In The Arena by TechArena - Universal Storage Disruption with Vast Data

Starting point is 00:00:00 Welcome to the Tech Arena, featuring authentic discussions between tech's leading innovators and our host, Alison Klein. Now, let's step into the arena. Welcome to the tech arena. My name is Alison Klein, and we are here at Supercomputing bringing you stories about innovation in the scientific realm. I'm so pleased to be joined by Jeff Denworth, co-founder and CMO of Vast Data. Welcome to the program, Jeff. Thank you, Alison. Awesome to be on here. So Jeff, why don't you just start by talking about Vast Data, introduce it to the audience, and tell me why you decided, after many years in the storage arena, to found a new company

Starting point is 00:00:58 focused on universal storage. We founded the company because we saw a variety of trade-offs with respect to how people managed and processed on their data. And then we realized that for the first time, a number of those trade-offs could be broken, such that customers could start to interact with and work with their data in entirely new and different ways than what they were able to previously. And so, as you mentioned, we created this product that we call Universal Storage, which is kind of the generic marketing name. It's kind of like, you know, a really good toothbrush that is great at cleaning teeth and stuff and doesn't really tell you much. And the reason for this is that we realized that if you can build a system that is designed to give customers both just like awesome, scalable performance, but at the same

Starting point is 00:01:52 time, not incur the same kind of classic high performance storage tax that customers have always had to pay, well, then what it does is it defies the classic categorization of storage, right? If you think about the last 30 years, customers have been buying all sorts of different types of storage systems within their data centers for different use cases and workloads. You have backup systems, you have file systems, you have high-performance systems, and you've got everything in between. And we realized that if you could break these trade-offs,

Starting point is 00:02:20 well, then you could truly buy one product that was a universal tier of flash that could be applied to all of your data. This product is essentially something that defies classic categorization. And I'm a big believer that you can't just have like a cool product when you come into market and expect customers to buy it. There also has to be a market disruption that kind of drives the need for IT buyers and IT consumers to consider new solutions. And here, we kind of timed it at the right time where people were just starting to talk about machine learning, just starting to talk about deep learning. And the realization is they started to digest what these workloads meant within their data center, not only just

Starting point is 00:02:59 for new data that they were acquiring, but also for the legacy data that they wanted to open up access to, is that you needed a new system or a new data platform that ultimately could remove the constraints from these new workloads being able to go and train and infer on their data.
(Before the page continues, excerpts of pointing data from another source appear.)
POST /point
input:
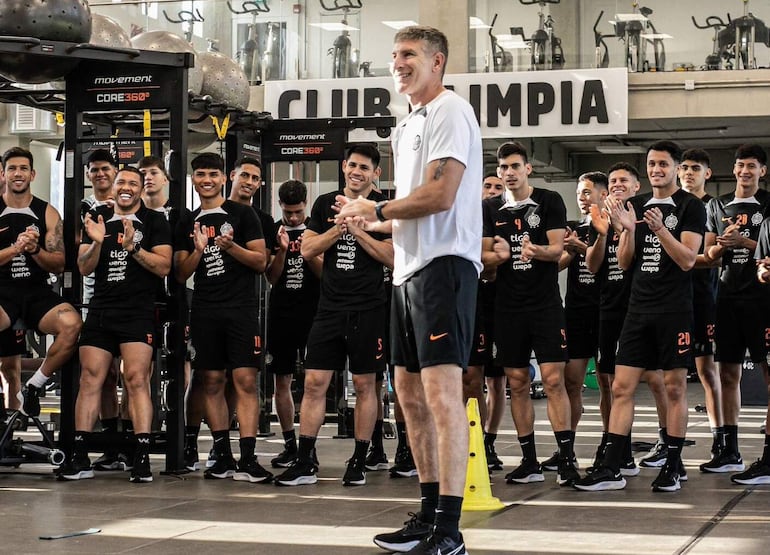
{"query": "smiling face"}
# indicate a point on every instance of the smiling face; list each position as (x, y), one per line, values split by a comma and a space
(417, 70)
(128, 191)
(246, 181)
(18, 175)
(360, 173)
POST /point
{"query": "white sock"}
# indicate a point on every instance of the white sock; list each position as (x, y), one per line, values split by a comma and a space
(38, 379)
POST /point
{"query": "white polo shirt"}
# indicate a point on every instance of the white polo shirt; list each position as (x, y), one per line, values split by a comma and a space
(446, 127)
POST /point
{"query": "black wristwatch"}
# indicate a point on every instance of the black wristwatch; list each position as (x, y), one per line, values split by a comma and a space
(378, 210)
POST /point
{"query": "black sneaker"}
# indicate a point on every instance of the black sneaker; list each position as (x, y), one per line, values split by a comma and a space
(493, 461)
(756, 475)
(298, 474)
(284, 459)
(667, 480)
(567, 474)
(528, 471)
(78, 467)
(29, 397)
(191, 461)
(724, 462)
(141, 473)
(212, 458)
(376, 460)
(440, 545)
(406, 538)
(403, 466)
(112, 460)
(601, 479)
(252, 471)
(355, 473)
(629, 468)
(224, 467)
(656, 457)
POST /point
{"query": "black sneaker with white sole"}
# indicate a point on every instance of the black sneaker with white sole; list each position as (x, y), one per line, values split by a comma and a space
(252, 471)
(527, 472)
(222, 469)
(301, 473)
(601, 479)
(78, 467)
(756, 475)
(407, 537)
(724, 462)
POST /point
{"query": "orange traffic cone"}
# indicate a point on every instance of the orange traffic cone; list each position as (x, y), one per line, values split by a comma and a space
(478, 491)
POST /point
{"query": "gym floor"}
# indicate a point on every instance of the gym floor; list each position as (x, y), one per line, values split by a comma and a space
(190, 515)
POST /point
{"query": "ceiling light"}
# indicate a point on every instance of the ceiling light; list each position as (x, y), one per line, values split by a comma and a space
(400, 23)
(477, 23)
(620, 149)
(334, 26)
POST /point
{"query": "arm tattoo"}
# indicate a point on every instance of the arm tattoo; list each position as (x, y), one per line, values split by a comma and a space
(55, 243)
(440, 168)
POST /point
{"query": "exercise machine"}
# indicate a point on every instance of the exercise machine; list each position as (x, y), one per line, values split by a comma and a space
(545, 47)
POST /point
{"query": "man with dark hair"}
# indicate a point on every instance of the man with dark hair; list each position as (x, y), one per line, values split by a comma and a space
(694, 171)
(127, 248)
(661, 249)
(436, 232)
(31, 247)
(524, 240)
(349, 324)
(581, 302)
(221, 243)
(292, 307)
(732, 227)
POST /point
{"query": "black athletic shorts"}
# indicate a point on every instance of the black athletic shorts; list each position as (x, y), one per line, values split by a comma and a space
(286, 339)
(481, 350)
(356, 336)
(704, 317)
(431, 321)
(13, 342)
(741, 325)
(108, 329)
(656, 341)
(29, 304)
(609, 334)
(225, 339)
(541, 331)
(582, 333)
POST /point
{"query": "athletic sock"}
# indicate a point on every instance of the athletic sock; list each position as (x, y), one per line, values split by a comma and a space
(613, 453)
(305, 448)
(247, 445)
(565, 440)
(428, 501)
(81, 443)
(110, 425)
(766, 451)
(731, 439)
(142, 445)
(674, 445)
(290, 441)
(448, 516)
(360, 449)
(222, 442)
(38, 379)
(528, 450)
(377, 437)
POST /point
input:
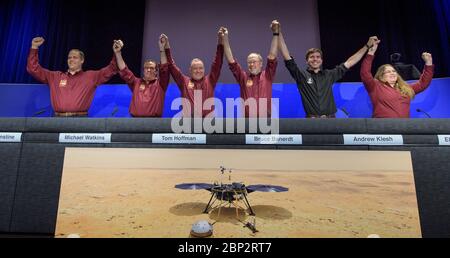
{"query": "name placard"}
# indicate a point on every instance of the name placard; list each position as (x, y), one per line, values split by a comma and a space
(179, 138)
(273, 139)
(444, 139)
(10, 137)
(85, 138)
(366, 139)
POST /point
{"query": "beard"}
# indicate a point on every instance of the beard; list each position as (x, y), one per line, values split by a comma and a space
(255, 71)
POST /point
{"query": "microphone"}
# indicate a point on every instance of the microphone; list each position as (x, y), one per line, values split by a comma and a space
(421, 111)
(345, 112)
(115, 110)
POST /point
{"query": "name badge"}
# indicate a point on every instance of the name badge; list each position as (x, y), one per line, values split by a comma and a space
(249, 83)
(444, 139)
(10, 137)
(365, 139)
(179, 138)
(83, 138)
(253, 139)
(63, 83)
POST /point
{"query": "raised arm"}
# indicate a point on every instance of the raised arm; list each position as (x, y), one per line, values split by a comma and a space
(117, 48)
(33, 66)
(366, 67)
(216, 66)
(353, 60)
(162, 45)
(226, 45)
(124, 72)
(283, 47)
(275, 26)
(177, 75)
(105, 74)
(427, 75)
(164, 74)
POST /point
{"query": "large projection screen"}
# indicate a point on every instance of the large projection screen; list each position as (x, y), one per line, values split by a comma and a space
(131, 193)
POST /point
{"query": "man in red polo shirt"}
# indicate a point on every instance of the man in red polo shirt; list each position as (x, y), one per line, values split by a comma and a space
(71, 92)
(149, 91)
(197, 88)
(255, 84)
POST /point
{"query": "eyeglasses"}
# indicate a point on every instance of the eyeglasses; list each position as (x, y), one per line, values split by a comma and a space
(390, 71)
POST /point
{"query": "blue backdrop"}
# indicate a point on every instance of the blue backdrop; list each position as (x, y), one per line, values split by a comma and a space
(27, 100)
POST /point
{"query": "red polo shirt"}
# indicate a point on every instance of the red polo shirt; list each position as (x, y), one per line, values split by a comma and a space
(70, 93)
(387, 101)
(205, 86)
(148, 97)
(256, 86)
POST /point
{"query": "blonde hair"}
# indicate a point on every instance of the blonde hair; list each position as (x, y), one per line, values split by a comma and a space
(400, 85)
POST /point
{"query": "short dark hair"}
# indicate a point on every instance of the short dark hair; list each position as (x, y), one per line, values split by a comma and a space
(148, 61)
(312, 51)
(80, 52)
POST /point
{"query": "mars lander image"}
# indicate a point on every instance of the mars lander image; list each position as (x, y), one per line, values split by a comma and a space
(172, 193)
(228, 194)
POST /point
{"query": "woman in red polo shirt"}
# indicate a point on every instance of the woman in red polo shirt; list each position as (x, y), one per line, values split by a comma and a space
(390, 95)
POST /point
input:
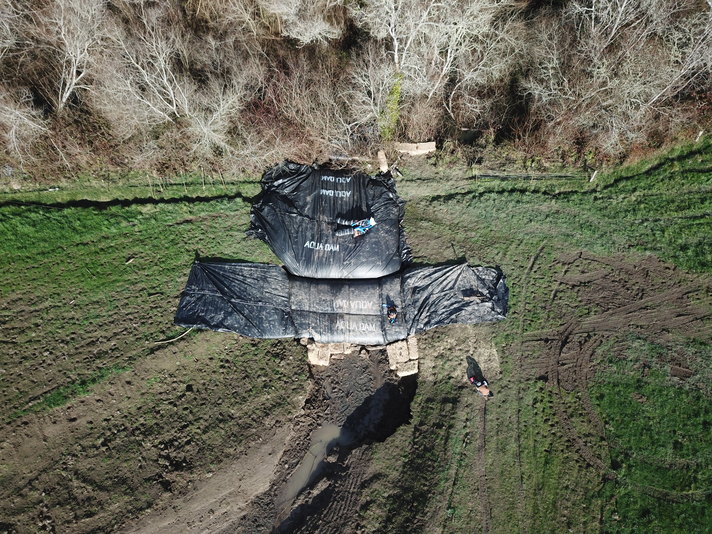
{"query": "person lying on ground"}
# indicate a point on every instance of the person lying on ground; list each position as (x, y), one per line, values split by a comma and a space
(477, 379)
(363, 226)
(392, 313)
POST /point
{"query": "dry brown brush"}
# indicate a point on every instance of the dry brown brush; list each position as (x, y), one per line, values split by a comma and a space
(231, 85)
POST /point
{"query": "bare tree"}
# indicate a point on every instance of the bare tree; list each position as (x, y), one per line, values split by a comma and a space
(308, 21)
(71, 31)
(603, 68)
(20, 123)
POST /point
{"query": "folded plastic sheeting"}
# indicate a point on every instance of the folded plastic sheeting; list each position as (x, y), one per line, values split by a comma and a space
(264, 301)
(308, 216)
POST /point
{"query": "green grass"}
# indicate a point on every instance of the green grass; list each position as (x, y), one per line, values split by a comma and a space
(661, 207)
(89, 287)
(100, 282)
(659, 429)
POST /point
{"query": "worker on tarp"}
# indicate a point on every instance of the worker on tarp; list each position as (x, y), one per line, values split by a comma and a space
(363, 226)
(477, 379)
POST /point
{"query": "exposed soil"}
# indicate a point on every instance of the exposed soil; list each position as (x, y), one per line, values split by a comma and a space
(358, 394)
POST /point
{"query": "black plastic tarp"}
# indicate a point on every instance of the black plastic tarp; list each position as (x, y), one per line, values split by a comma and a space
(305, 214)
(264, 301)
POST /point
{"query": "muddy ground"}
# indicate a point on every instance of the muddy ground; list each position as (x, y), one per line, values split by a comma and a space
(263, 486)
(218, 433)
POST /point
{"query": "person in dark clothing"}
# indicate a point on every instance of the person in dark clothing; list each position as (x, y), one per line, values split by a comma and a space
(477, 379)
(392, 312)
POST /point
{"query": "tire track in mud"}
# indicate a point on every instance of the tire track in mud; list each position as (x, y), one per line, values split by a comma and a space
(518, 378)
(634, 297)
(486, 513)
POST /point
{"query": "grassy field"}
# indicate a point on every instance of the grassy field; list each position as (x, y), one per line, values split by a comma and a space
(592, 428)
(622, 446)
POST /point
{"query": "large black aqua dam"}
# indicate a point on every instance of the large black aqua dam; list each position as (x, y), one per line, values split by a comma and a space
(345, 277)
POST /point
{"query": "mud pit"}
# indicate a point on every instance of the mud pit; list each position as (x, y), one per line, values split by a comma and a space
(307, 475)
(353, 402)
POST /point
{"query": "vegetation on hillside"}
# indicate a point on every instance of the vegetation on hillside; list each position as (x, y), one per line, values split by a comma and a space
(229, 85)
(91, 285)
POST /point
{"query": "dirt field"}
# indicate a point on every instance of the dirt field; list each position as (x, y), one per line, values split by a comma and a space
(600, 372)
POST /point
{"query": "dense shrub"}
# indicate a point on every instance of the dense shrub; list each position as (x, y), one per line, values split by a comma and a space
(231, 84)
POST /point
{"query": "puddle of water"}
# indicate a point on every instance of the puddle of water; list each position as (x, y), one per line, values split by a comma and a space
(323, 438)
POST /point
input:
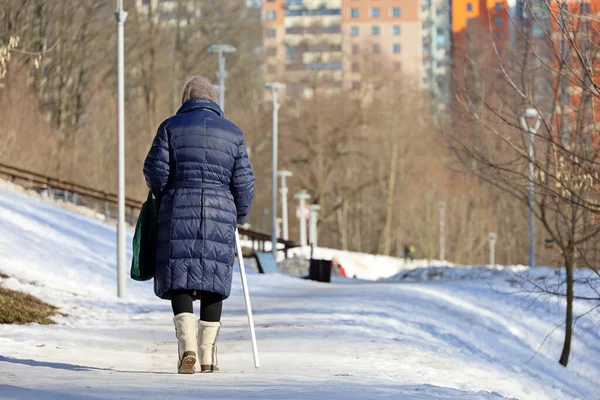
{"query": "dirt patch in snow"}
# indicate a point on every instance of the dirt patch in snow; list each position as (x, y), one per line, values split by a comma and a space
(21, 308)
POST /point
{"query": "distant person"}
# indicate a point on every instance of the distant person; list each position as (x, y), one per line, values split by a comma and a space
(198, 167)
(408, 252)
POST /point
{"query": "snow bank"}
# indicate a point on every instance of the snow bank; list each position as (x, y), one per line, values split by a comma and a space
(366, 266)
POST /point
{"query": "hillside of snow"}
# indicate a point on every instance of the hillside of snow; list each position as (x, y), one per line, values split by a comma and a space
(449, 339)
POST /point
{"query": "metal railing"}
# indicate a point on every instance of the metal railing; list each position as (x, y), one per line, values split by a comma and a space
(102, 201)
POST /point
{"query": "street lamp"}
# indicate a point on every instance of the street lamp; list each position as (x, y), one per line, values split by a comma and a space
(284, 191)
(121, 16)
(314, 216)
(302, 196)
(442, 205)
(221, 74)
(492, 237)
(530, 121)
(274, 86)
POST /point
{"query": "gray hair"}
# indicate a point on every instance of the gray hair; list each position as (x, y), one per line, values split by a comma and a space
(199, 87)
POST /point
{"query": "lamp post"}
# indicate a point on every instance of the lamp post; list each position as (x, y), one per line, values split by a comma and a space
(221, 73)
(302, 196)
(530, 121)
(274, 86)
(314, 216)
(284, 192)
(121, 16)
(492, 238)
(442, 205)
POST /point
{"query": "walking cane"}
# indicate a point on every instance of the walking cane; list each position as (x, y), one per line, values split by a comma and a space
(247, 298)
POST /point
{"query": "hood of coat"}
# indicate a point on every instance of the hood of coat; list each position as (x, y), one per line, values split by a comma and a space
(194, 104)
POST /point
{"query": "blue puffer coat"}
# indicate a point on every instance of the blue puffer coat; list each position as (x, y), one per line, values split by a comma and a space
(199, 165)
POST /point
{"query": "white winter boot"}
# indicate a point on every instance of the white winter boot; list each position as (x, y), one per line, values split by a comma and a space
(208, 333)
(185, 330)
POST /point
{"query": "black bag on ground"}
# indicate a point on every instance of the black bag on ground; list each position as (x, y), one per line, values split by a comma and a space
(144, 241)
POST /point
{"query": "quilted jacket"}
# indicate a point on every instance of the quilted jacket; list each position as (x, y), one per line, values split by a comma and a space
(198, 166)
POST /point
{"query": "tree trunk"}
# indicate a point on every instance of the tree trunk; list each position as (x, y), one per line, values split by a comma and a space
(385, 243)
(564, 357)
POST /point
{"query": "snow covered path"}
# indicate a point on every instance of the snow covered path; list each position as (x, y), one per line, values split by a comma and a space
(348, 340)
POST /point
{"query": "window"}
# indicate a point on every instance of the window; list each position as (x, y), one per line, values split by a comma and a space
(270, 15)
(290, 52)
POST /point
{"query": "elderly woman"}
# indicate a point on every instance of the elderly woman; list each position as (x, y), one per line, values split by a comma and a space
(198, 167)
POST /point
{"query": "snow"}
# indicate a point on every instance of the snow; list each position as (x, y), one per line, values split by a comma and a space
(456, 338)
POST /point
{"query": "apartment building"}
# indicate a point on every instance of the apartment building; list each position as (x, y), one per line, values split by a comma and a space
(168, 11)
(437, 52)
(330, 44)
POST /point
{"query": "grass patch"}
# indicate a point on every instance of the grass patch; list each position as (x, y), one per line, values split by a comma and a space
(21, 308)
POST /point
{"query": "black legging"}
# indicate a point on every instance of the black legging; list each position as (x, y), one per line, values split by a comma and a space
(211, 304)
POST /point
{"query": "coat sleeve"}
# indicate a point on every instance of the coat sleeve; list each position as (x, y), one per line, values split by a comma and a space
(242, 184)
(156, 166)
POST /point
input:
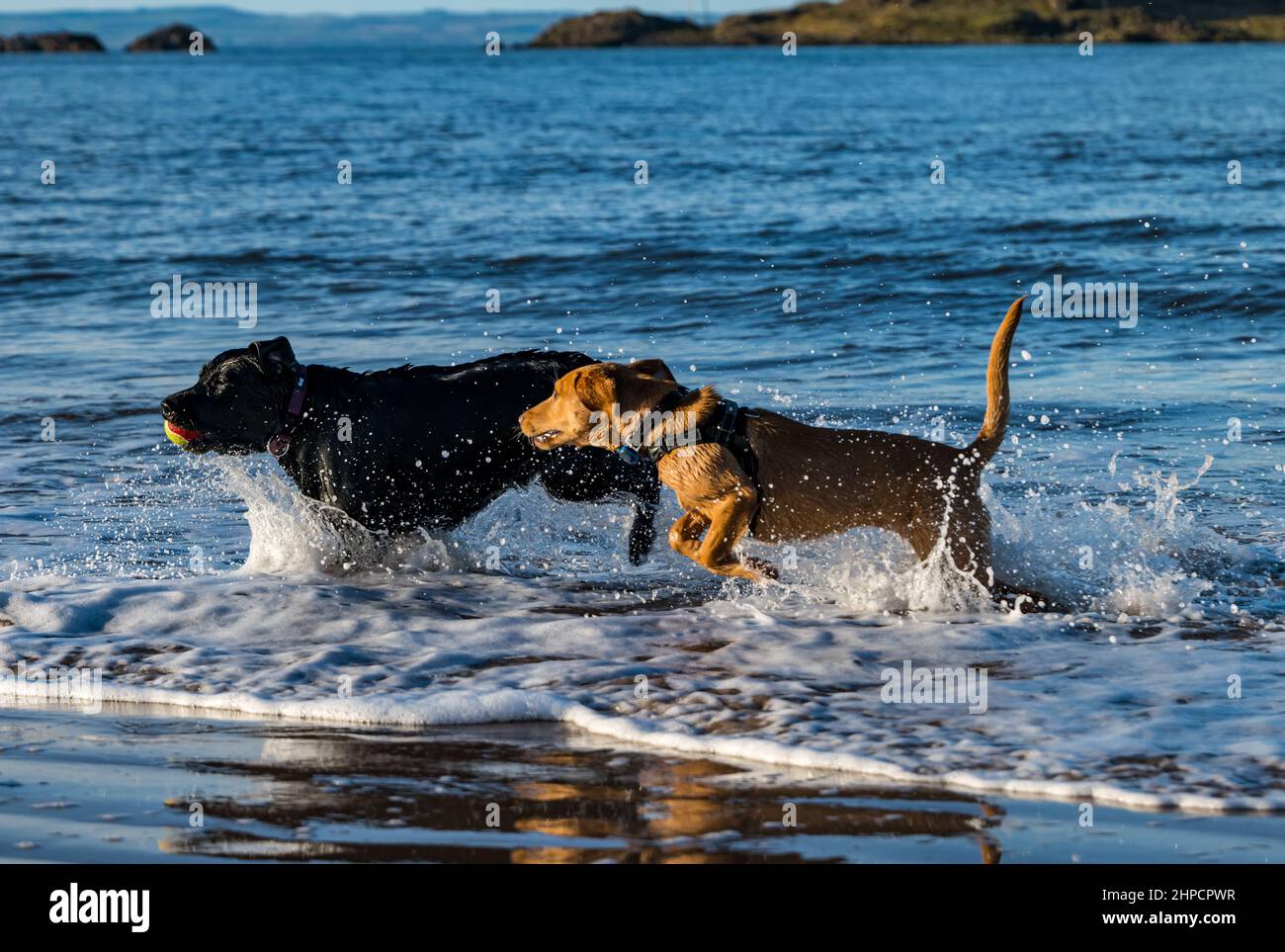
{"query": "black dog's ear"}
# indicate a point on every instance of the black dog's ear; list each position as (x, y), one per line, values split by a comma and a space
(274, 355)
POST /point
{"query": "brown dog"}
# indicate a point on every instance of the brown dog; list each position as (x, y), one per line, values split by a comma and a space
(810, 480)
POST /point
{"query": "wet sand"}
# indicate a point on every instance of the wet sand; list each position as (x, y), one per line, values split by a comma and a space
(133, 784)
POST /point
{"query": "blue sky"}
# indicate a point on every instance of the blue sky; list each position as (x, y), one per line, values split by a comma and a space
(690, 8)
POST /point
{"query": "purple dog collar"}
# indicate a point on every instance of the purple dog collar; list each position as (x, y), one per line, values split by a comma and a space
(279, 444)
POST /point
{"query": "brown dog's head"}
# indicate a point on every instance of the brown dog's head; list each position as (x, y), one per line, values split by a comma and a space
(589, 399)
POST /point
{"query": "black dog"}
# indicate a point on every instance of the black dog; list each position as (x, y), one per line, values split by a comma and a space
(402, 449)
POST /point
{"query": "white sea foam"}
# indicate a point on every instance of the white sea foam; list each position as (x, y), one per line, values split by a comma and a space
(1125, 702)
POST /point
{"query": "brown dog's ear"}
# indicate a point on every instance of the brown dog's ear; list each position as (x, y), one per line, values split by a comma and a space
(653, 368)
(595, 386)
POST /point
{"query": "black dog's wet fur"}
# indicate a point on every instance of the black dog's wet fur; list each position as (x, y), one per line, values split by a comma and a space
(431, 446)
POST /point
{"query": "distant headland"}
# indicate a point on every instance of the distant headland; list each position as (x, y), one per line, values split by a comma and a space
(937, 22)
(171, 39)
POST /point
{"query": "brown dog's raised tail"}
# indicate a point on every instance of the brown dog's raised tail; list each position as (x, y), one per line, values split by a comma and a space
(990, 436)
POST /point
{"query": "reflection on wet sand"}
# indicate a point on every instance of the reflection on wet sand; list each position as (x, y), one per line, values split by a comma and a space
(517, 793)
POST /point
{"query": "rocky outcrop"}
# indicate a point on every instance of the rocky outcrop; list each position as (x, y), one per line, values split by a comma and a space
(171, 39)
(938, 22)
(62, 42)
(624, 29)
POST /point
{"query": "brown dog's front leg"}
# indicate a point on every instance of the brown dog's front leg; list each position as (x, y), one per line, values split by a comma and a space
(728, 520)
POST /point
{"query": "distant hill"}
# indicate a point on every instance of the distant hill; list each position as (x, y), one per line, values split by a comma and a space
(939, 22)
(232, 27)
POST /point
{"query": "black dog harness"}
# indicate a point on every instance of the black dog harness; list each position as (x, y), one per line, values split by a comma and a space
(727, 427)
(279, 444)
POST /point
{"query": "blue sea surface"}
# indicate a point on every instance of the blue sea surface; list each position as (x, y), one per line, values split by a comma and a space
(765, 174)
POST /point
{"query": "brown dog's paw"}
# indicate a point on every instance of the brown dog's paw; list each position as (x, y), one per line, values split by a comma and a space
(761, 570)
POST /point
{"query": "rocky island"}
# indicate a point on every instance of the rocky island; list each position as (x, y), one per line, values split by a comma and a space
(171, 39)
(938, 22)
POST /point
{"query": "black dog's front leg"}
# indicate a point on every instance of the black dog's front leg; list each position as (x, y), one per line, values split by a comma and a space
(591, 475)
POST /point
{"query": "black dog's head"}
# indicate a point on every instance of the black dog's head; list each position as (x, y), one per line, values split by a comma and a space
(238, 402)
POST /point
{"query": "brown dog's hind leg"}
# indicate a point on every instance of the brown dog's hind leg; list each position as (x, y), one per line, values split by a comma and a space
(728, 522)
(685, 535)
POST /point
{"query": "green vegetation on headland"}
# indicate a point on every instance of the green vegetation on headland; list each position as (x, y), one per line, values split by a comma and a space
(174, 38)
(939, 22)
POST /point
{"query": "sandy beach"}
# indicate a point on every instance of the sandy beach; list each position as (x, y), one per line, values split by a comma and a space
(121, 787)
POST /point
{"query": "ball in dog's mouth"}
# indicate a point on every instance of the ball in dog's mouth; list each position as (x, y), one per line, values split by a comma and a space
(179, 436)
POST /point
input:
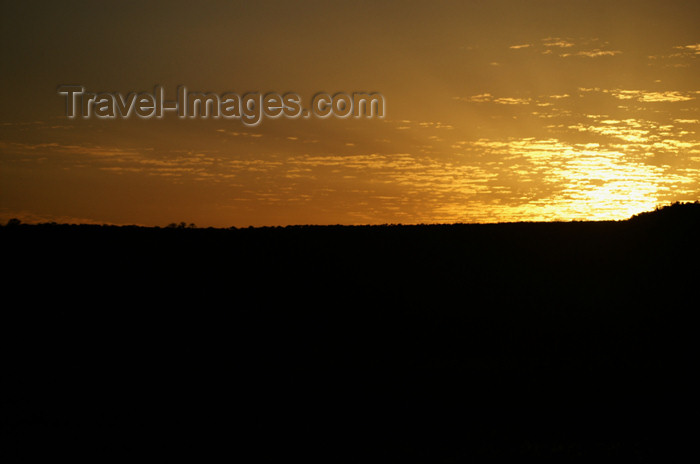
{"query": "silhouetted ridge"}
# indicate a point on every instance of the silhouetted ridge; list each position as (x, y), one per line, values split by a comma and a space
(675, 212)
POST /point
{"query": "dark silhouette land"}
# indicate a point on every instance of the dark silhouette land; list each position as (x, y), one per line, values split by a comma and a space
(435, 343)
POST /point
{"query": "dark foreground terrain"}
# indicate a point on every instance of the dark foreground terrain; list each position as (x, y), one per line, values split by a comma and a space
(352, 344)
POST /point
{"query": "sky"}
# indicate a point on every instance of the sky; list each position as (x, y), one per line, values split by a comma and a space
(495, 111)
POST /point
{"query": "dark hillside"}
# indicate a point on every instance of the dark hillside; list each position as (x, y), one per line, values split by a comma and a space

And so what happened is the kind of the market opened up to us and said that we need something new because the pyramid of data storage that people have been managing for the last 20 to 30 years, well, the dynamics have been turned upside down where these customers now needed the fastest access to the largest amounts of data. And that's not how things have been done up until now. You've been getting a lot of attention in the media of late, including a call out by Gartner's being part of their magic quadrant. Storage companies historically have not been

Starting point is 00:03:52 treated with this kind of celebrity status in the industry. Tell me why so many people are paying attention to this new approach to storage. You touched a little bit on machine learning and AI, and I can understand that it's unlocking some new opportunity, but give me some more detail about why customers are responding so well. So I think first and foremost, it's a story that's too good to be true. If I come into a customer environment and say, you can just have Flash for all your data and it scales and you never have to worry about doing anything ever again. It's like, okay, I've heard these types of stories from vendors up and down, and there's always a big asterisk. So what's the asterisk? And we basically say there's no catch. And so as a new incumbent storage vendor, I should

Starting point is 00:04:40 say as a new kind of emerging storage vendor, the next thing that customers ask is, well, does it work? Because, you know, most storage products are pretty crappy, no offense. But, you know, if you think about companies that just get into the space, they have to prove themselves. They have to build out their capability, they have to build out their technology. And then you go into the HPC space and you go to a customer and say, hey, I've got this product that you can tie something like 10 or 20,000 compute nodes to, and it should probably just work, right? These are things that a lot of storage companies aspire to, but never actually end up sticking. And so we realized in the earliest days that we had to QA the hell out of a product architecture that is just simpler to develop on. And I think what

Starting point is 00:05:19 we've done is we've kind of brought the notional time horizon to build an enterprise storage system down from what people conventional wisdom was always, it takes about 10 years. We brought that down to five years. And at the same time, if you can actually deliver on this promise of flash for the cost of disk, customers just start buying and buying and buying. And so we just announced last week that we've got now three customers that have committed since we started selling just a few years ago, over a hundred million dollars around our product. And that's like the same amount of money that whole storage companies get over their first couple of years.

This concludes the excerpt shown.